The write-off saw Investec’s Wealth and Investment business adjusted operating profit decrease by 16.2% to £82.6 million from £98.6 million the previous year.

Click & Invest was launched in 2017 and made available for Investec clients willing to put £10,000 into the platform. They would be able to choose from over 300 funds and have investment managers oversee investment portfolios.

Following the launch, PBI quoted Investec Click & Invest CEO Jane Warren saying that the service offers, “clients the convenience and ease of an online service, with the knowledge that their money is being actively managed by our team of experts, not algorithms.”

Investec’s decision to close its online investment platform comes less than a year after UBS did the same with its online investment platform.

The Swiss bank launched its Smartwealth online investment platform in the UK with an investment threshold of £15,000. However, it closed the online platform in August last year, little over a year following the launch.

Worryingly for other online investment platform operators, Investec’s announcement came on the same day that a report by Credit Suisse found just 4% of next generation leaders want their wealth manager to be “digitally savvy”.

Investec Group 2018 results

Investec’s decision was impacted by soaring operating costs at the group, which have grown faster than revenue for the year ended 31 March 2019.

Total operating costs increased by 3.8% to £1,695 million for the 12 months.
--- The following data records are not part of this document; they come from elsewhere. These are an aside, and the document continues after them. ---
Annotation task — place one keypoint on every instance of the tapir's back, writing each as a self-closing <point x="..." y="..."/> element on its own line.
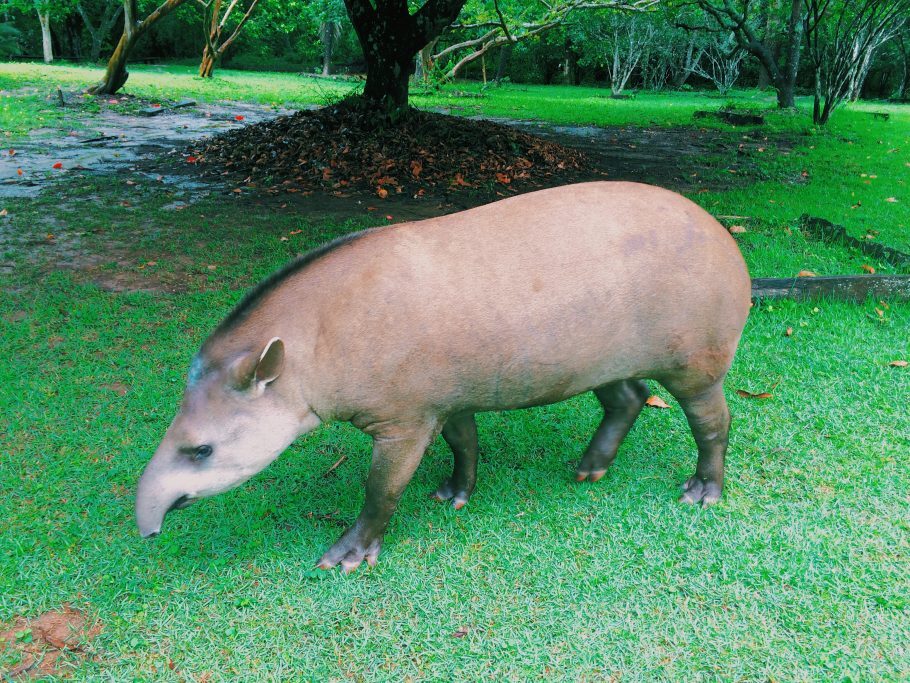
<point x="524" y="301"/>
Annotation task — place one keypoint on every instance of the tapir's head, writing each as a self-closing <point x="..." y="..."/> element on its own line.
<point x="237" y="416"/>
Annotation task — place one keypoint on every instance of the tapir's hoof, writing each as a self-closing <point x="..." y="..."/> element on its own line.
<point x="448" y="491"/>
<point x="696" y="491"/>
<point x="594" y="475"/>
<point x="350" y="554"/>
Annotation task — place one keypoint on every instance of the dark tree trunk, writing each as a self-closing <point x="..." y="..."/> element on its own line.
<point x="786" y="94"/>
<point x="207" y="65"/>
<point x="47" y="45"/>
<point x="502" y="64"/>
<point x="782" y="76"/>
<point x="116" y="75"/>
<point x="391" y="37"/>
<point x="98" y="34"/>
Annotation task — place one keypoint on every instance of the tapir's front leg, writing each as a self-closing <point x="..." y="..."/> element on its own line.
<point x="397" y="450"/>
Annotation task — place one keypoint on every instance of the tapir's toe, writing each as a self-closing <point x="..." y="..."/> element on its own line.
<point x="589" y="475"/>
<point x="449" y="491"/>
<point x="350" y="555"/>
<point x="697" y="490"/>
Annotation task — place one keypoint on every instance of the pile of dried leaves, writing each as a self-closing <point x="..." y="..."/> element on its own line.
<point x="340" y="149"/>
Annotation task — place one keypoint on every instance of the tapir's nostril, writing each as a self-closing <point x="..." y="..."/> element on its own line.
<point x="181" y="502"/>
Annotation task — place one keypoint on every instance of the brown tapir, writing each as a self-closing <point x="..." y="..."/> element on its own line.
<point x="409" y="330"/>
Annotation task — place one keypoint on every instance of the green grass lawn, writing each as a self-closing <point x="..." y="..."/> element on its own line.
<point x="799" y="574"/>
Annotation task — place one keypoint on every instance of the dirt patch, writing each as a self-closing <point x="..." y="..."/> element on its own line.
<point x="113" y="139"/>
<point x="47" y="645"/>
<point x="680" y="158"/>
<point x="320" y="164"/>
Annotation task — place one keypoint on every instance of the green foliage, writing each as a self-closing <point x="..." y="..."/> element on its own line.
<point x="799" y="574"/>
<point x="9" y="40"/>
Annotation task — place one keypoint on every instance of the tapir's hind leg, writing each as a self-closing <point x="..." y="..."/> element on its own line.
<point x="622" y="402"/>
<point x="709" y="420"/>
<point x="460" y="432"/>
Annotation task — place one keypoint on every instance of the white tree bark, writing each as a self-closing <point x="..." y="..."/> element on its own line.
<point x="44" y="18"/>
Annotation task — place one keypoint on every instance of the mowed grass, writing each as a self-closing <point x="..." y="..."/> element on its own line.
<point x="799" y="574"/>
<point x="854" y="172"/>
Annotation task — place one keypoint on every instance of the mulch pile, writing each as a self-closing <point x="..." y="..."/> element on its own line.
<point x="341" y="149"/>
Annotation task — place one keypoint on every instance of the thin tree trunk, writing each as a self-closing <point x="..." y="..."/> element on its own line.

Non-operating costs also increased from £6 million to £19 million due to the demerger of Investec’s asset management business and the restructuring of its Irish branch.

Brewin Dolphin recently acquired Investec’s Irish wealth arm for €44m.

Group adjusted operating profit increased 9.4% year-on-year to £664.5 million.

Fani Titi and Hendrik du Toit, joint chief executive officers of Investec said: “We are implementing our strategy to simplify, focus and grow with discipline.

“We are committed to the demerger and listing of the Asset Management business and the positioning of the Bank and Wealth business for long-term growth. In spite of a challenging operating environment, these results speak to strong support from our clients.”